The control of cell number is determined by a balance between cell proliferation and cell death. Recently, we observed that androgens down-regulate the expression of the antiapoptotic protooncogene bcl-2 in ZR-75-1 breast cancer cells, suggesting that modulation of apoptosis may be involved in androgen-induced growth inhibition (9). However, to our knowledge, the effect of androgens on cell cycle regulatory molecules in breast cancer has not been previously reported.
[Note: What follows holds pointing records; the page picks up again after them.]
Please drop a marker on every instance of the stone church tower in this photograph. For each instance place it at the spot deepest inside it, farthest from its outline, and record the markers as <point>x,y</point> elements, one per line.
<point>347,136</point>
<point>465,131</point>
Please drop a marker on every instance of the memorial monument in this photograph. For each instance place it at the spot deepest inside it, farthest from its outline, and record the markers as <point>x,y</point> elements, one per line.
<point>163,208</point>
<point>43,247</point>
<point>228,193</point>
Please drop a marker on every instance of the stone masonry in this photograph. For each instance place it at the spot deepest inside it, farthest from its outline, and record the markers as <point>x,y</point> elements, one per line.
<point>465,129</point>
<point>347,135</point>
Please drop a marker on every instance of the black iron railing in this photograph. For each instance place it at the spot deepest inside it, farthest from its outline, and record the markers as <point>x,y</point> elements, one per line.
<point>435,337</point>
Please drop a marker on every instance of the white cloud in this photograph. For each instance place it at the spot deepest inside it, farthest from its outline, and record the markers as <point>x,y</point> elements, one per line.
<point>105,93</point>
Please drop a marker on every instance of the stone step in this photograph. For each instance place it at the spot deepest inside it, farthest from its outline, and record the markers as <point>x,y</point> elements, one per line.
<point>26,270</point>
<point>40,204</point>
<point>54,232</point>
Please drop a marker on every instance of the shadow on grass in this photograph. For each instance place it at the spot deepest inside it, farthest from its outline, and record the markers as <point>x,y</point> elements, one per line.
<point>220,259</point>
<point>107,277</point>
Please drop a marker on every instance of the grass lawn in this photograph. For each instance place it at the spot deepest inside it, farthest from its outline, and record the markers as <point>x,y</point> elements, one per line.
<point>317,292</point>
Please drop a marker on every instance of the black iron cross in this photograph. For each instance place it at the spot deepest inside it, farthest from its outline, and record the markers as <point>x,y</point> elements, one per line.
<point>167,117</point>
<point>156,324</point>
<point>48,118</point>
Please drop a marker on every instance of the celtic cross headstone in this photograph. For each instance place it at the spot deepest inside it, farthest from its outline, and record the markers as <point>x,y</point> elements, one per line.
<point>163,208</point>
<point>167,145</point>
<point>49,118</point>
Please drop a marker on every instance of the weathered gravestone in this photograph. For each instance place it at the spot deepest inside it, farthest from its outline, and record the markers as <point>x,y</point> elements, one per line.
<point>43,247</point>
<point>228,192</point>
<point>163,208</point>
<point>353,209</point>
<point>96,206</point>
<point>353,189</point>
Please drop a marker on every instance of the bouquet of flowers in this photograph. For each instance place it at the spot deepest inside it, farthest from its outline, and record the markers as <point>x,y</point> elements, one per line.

In fact, most studies of the effects of steroid hormones on breast cancer cell cycle dealt exclusively with E and progestins (10, 11, 12).

Progression through the cell cycle is regulated by a group of proteins called cyclin-dependent kinases (CDK). The major activating mechanism of CDKs is cyclin binding. The activity of cyclin-CDK complexes is modulated by phosphorylation and interactions with CDK inhibitors (13, 14). The CDK inhibitors are classified into two families: the INK4 family, p15^INK4a, p16^INK4b, p18^INK4c, and p19^INK4d, which specifically inhibits CDK4 and CDK6; and the Cip/Kip family, p21^Cip1, p27^Kip1, and p57^Kip2, which inhibits a wide range of cyclin-CDK complexes. The members of the Cip/Kip family can also act as assembly factors for CDK4/6-cyclin complexes (15, 16, 17, 18).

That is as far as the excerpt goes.